Discendiamo dagli Enotri, questo fa di noi donne e uomini legati alla vite e al vino.
La civiltà degli Enotri occupava un’area estesa dal Pollino calabrese, a Nord lungo tutta la costa tirrenica campana, per poi abbracciare la zona interna ad est dell’Appennino fino al Vulture e poi di nuovo giù verso lo Jonio lucano.
Nel Greco antico la parola Oinotron ci indica un “palo di legno a sostegno di una pianta di vite”. Un approccio di allevamento ancora in uso in molte zone della basilicata, della campania meridionale e della calabria settentrionale, principalmente utilizzata in piccole vigne ad uso domestico.
Oinotron doveva essere peculiare in questa zona dell’Italia meridionale tanto da indurre gli antichi Ellenici in fase di colonizzazione a coniarne il nome geografico sulla base di questa caratteristica.
Se il sistema di allevamento italico della vite fosse stato uguale a quello Greco, probabilmente lo si sarebbe assimilato a quello Ellenico.
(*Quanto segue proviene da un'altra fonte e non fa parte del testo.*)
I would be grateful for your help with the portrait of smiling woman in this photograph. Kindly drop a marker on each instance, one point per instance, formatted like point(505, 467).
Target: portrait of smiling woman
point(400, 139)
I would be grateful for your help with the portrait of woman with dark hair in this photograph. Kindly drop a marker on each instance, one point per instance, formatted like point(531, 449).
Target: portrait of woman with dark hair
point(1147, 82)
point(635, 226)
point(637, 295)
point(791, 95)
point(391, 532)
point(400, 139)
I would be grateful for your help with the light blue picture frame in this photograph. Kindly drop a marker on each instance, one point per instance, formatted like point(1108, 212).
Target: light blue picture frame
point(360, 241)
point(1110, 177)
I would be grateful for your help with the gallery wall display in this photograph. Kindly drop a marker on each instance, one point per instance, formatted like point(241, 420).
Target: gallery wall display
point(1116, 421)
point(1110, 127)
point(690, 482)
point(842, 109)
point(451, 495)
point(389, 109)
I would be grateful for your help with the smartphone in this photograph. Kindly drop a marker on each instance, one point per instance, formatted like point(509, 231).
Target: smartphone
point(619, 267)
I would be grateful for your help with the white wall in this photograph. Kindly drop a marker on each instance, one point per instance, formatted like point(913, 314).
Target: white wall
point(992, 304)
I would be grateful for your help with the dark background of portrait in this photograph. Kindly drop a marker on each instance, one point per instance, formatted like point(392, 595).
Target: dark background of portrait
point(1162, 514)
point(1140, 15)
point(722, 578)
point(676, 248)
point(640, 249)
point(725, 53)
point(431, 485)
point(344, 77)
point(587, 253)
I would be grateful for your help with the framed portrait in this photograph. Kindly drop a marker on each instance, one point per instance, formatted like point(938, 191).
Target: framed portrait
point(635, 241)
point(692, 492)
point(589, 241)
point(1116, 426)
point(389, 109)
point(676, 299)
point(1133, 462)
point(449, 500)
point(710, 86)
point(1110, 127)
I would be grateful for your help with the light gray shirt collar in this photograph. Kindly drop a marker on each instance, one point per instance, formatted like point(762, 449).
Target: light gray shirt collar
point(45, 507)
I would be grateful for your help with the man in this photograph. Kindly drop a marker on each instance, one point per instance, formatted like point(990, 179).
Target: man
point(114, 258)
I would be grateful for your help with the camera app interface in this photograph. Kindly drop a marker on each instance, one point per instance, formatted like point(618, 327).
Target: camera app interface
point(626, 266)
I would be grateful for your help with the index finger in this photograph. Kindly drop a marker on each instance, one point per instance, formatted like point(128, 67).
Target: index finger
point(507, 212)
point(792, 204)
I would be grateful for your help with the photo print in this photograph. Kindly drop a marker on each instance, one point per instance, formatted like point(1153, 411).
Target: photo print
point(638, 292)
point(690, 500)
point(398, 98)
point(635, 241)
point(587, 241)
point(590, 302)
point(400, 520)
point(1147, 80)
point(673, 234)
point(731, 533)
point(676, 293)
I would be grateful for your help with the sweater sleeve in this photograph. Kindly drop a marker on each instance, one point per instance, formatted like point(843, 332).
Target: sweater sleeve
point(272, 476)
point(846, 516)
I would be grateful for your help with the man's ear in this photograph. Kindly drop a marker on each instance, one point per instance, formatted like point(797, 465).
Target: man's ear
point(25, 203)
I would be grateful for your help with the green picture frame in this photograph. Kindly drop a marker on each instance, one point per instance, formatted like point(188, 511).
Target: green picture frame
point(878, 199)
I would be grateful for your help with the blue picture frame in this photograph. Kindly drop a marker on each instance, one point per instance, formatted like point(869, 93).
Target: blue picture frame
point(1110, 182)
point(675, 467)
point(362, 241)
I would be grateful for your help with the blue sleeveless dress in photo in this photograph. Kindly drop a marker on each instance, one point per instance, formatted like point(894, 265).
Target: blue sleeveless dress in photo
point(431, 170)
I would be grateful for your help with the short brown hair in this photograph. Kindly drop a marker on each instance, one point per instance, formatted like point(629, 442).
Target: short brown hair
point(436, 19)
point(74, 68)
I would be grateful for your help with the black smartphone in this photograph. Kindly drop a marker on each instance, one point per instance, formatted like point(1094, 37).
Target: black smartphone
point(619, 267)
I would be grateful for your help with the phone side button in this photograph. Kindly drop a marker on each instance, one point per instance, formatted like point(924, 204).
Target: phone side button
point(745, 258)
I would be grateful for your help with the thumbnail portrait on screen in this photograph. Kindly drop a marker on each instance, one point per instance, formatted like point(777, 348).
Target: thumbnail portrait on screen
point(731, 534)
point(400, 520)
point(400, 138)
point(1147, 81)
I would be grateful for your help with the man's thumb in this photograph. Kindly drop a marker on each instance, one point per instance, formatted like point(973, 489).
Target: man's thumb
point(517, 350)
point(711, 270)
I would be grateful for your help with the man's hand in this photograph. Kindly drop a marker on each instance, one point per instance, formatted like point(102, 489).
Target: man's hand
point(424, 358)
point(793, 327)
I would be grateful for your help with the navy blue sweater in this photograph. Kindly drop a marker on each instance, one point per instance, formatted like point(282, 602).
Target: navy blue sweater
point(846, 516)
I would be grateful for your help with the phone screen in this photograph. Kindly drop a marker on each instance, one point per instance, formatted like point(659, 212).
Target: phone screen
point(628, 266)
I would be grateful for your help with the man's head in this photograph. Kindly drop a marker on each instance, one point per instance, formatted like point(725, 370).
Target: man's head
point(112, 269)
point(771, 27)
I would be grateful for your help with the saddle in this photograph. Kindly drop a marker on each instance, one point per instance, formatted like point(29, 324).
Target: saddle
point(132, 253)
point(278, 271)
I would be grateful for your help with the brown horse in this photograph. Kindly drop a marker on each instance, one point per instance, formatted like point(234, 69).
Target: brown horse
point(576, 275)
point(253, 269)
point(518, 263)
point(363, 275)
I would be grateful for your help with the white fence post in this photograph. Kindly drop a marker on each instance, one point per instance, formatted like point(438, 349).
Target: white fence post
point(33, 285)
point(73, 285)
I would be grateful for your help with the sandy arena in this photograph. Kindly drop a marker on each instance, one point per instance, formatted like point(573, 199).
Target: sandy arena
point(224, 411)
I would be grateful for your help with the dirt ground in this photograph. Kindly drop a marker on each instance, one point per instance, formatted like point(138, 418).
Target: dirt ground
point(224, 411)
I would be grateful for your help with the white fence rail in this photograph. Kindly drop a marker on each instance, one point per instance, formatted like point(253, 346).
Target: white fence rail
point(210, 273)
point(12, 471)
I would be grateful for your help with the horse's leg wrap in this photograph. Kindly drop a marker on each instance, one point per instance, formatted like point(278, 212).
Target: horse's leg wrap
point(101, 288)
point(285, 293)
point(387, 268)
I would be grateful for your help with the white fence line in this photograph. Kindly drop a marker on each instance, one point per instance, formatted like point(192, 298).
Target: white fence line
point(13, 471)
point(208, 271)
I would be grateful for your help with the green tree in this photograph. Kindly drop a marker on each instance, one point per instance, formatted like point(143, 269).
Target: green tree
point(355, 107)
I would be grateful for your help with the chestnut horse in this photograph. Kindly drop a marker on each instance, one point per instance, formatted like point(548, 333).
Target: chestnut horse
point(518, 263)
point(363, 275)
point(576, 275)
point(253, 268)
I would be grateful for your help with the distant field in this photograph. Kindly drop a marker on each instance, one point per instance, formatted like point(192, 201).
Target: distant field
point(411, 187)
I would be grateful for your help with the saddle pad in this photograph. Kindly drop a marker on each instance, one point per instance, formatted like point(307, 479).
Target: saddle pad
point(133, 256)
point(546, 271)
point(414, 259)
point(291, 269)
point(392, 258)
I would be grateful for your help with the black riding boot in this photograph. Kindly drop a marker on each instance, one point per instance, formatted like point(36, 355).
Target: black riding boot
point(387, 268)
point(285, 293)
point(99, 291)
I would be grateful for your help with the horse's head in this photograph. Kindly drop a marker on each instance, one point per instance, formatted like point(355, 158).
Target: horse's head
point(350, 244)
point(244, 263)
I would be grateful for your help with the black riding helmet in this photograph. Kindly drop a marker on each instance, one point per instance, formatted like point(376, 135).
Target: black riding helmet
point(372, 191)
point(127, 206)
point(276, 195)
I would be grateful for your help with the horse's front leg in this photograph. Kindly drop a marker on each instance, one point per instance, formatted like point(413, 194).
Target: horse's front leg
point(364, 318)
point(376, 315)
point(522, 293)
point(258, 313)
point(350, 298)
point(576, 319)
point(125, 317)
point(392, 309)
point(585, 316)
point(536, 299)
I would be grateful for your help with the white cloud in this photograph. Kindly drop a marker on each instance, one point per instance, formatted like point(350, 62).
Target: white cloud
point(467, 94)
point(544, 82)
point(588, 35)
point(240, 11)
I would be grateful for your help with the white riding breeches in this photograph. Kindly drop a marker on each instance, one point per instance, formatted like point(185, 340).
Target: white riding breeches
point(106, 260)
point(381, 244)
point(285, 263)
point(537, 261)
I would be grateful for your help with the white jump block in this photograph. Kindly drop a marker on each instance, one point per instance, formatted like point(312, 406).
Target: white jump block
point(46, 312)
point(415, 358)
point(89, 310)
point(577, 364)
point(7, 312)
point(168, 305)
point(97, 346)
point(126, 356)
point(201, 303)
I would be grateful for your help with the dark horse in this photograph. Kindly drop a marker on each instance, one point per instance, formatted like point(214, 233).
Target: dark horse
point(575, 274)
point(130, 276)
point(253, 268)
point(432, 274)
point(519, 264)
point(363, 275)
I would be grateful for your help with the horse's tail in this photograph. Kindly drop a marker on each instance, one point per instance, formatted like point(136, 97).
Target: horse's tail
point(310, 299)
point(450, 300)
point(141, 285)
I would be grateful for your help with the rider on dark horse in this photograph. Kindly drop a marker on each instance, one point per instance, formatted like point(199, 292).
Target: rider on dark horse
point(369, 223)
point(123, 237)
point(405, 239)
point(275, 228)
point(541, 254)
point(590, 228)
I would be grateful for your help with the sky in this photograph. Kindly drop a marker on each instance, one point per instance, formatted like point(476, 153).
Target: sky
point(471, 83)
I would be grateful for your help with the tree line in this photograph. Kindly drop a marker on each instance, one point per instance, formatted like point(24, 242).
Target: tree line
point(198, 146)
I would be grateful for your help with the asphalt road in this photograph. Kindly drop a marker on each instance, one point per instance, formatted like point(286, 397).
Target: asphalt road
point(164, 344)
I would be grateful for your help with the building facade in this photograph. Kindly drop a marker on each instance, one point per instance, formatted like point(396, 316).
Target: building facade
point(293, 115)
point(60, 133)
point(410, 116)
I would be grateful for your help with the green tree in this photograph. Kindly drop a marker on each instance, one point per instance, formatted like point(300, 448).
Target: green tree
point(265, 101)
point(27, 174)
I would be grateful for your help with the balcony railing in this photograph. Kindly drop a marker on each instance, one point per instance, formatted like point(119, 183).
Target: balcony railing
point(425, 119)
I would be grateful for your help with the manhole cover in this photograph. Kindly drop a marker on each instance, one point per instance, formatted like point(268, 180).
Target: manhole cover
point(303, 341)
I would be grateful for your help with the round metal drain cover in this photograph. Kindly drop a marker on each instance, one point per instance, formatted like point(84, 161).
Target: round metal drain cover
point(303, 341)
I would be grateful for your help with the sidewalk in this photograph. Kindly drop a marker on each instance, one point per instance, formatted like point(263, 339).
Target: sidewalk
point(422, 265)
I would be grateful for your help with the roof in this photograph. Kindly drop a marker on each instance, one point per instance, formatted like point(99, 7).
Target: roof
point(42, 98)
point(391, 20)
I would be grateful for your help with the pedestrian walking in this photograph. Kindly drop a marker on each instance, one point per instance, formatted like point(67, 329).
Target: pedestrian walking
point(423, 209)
Gli Enotri hanno quindi coniugato le loro conoscenze consolidate di una viticoltura arcaica con quello che c’era da apprendere dai Greci, mettendo le radici di quello che diventerà migliaia di anni dopo uno dei fiori all’occhiello del made in Italy, il vino italiano, riconosciuto e maldestramente imitato a livello mondiale.
La prossimità di Moio della Civitella e di altri centri del Cilento con la vicina Yele, Elea e poi Velia, ha portato questi territori ad assimilare questo background e renderlo aderente alle caratteristiche produttive di queste terre, adottando culture e colture riguardanti l’allevamento delle viti e la trasformazione del vino.
Sono stati ritrovati documenti storici che comprovano che il vino prodotto a Moio della Civitella, già dal Settecento, era bevuto con somma gioia alla corte dei Re di Napoli da principi e notabili. Un vitigno originariamente di Aglianico che nel tempo è stato affiancato anche da altre qualità di uva, tra cui la Malvasia che oggi ancora si produce nelle vigne vive sparse sui nostri pendii.